- to connect with the sacred in nature
- to love my children
- to learn and grow and help others to learn and grow
- to take time to slow, savour and appreciate this one life
- to write and paint and connect with others through these mediums
- to live a rich deep creative life and inspire others to the same
- to listen to birdsong, smell flowers, taste fresh tomatoes from the vine and linger in fields, forests and on seashores
- to focus less on the abstract and get up close and personal to the actual, the real, the individual, the unique
- to reconnect with growing things, with wildflowers and our wild selves
- to get in touch with the essence of life, our intuition, the heart that beats in nature in rhythm with our own
- to bring together those who wish to live a more authentic life
- to live the life of the wild wolf woman inside and open my heart to others to join me
- to encourage healing with words, pictures, word pictures, senses, inspiration
- to live every moment as precious and sacred and bring the disparate parts of life together
- to live with integrity and balance.
- to make things, to use my hands building, crafting, growing, tending, nurturing, drawing, making, painting, writing, knitting, sewing, mending
- to cultivate an attitude of thankfulness, of grace and gentle caring
- to see the lightness in the heavy and the heavy in the light
- to take time every day to create and notice the little things
- to work with nature to heal myself and others with nourishing whole foods, water and herbs
- to connect with others in meaningful conversations
- to let go of hurtful pasts and seek new beginnings and new relationships
- to embrace the strong feminine and allow her to be seen in the world
… some lofty aspirations there, right? 😉
I think perhaps something that has been causing me problems is a cognitive dissonance between the person who wrote the above list – who comes from a more intuitional way of living – and a more rational me who wants to be seen as intelligent and worldly and fit in with the normal view of life… I don’t think this last me is really me at all, but rather the norms of society projected onto me. Maybe I could work towards letting go of that. When I think about and read through the list above, it feels good, it feels like me, it feels right.

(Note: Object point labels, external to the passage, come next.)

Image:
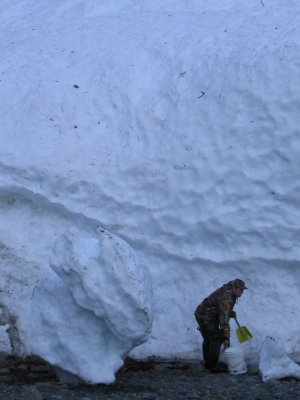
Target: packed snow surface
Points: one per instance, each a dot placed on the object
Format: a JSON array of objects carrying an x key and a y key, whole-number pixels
[{"x": 171, "y": 125}]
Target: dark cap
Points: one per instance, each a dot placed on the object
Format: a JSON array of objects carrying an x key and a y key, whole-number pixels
[{"x": 239, "y": 284}]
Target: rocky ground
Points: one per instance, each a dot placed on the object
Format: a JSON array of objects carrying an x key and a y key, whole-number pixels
[{"x": 32, "y": 379}]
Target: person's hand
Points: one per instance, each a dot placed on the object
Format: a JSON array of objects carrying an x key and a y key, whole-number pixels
[{"x": 226, "y": 343}]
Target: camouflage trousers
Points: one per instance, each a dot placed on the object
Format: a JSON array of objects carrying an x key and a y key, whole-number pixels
[{"x": 212, "y": 341}]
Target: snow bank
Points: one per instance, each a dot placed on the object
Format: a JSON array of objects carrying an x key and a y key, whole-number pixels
[
  {"x": 274, "y": 362},
  {"x": 177, "y": 131},
  {"x": 86, "y": 323}
]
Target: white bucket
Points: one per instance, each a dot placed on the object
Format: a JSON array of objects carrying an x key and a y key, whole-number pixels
[{"x": 235, "y": 360}]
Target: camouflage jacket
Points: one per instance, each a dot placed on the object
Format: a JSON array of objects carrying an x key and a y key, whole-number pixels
[{"x": 217, "y": 308}]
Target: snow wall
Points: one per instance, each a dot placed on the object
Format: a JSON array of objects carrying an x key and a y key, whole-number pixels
[{"x": 175, "y": 128}]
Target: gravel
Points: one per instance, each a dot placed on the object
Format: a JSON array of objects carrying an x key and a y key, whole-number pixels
[{"x": 32, "y": 379}]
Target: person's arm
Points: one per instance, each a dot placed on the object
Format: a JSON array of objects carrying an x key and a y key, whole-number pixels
[{"x": 225, "y": 311}]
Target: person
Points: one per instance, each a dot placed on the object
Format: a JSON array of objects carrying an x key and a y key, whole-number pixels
[{"x": 213, "y": 316}]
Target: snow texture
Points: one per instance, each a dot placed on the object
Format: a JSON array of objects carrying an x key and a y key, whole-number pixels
[
  {"x": 87, "y": 321},
  {"x": 173, "y": 125},
  {"x": 274, "y": 362}
]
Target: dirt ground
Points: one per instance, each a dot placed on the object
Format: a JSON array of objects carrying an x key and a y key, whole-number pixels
[{"x": 32, "y": 379}]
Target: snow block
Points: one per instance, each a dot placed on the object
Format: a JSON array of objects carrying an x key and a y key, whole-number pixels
[
  {"x": 274, "y": 363},
  {"x": 88, "y": 316}
]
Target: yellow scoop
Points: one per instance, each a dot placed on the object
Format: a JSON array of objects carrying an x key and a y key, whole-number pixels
[{"x": 243, "y": 333}]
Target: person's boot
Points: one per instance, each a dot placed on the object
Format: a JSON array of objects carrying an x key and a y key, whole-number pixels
[{"x": 220, "y": 367}]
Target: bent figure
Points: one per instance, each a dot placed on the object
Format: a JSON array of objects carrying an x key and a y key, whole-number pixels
[{"x": 213, "y": 316}]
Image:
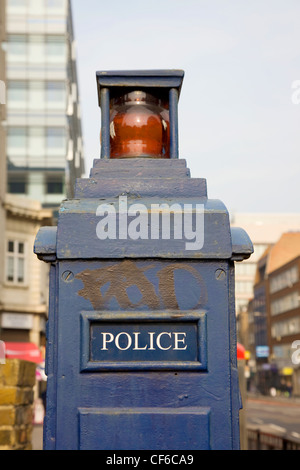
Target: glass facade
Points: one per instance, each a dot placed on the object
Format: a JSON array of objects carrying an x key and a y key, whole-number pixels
[{"x": 44, "y": 141}]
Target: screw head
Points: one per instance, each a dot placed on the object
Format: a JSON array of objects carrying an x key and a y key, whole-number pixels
[
  {"x": 67, "y": 276},
  {"x": 220, "y": 274}
]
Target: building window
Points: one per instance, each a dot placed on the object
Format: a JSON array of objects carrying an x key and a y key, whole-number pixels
[
  {"x": 17, "y": 47},
  {"x": 17, "y": 187},
  {"x": 55, "y": 187},
  {"x": 16, "y": 138},
  {"x": 56, "y": 137},
  {"x": 15, "y": 262},
  {"x": 286, "y": 303},
  {"x": 285, "y": 279}
]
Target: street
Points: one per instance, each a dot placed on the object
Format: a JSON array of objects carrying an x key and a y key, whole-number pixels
[{"x": 282, "y": 416}]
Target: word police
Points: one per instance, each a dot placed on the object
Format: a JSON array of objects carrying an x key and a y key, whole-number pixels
[{"x": 153, "y": 341}]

In my own small world this fits and if I didn’t have to interact with others I would have no difficulty being this person. But I do have to interact with others and I am wary of expressing this part of myself. I sometimes feel like I am bleeding in front of people when I do this. It hurts and is uncomfortable. I feel their judgement. I feel embarrassed for expressing this more female way of being. This way of being is not thought highly of in our culture. A whole bunch of ‘shoulds’ assail me… I should be more clear, more certain, I should back up my words with facts and figures and references, I should be sensible and think more not feel more, but that is not how I want to live.
Last week I got caught up in the whole election extravaganza in this country. I feel strongly about certain policies, I voted, I followed the analysis… I was devastated with the result. And angry and frustrated and a whole lot of other things. All of this is a strong contrast to the person I want to be. The person who wrote the above list.
It made me think about how we make a difference, and I think that maybe politics is the reaction to things people do and how they live, not the cause. Real difference is made, I think, at a much smaller level. At the level of people, and actions, interactions, connections and words… real change happens in small moments every day in the way we speak, listen, take action, learn, grow, appreciate and care.
“Few will have the greatness to bend history itself, but each of us can work to change a small portion of events. It is from numberless diverse acts of courage and belief that human history is shaped. Each time a man stands up for an ideal, or acts to improve the lot of others, or strikes out against injustice, he sends forth a tiny ripple of hope, and crossing each other from a million different centers of energy and daring those ripples build a current which can sweep down the mightiest walls of oppression and resistance.”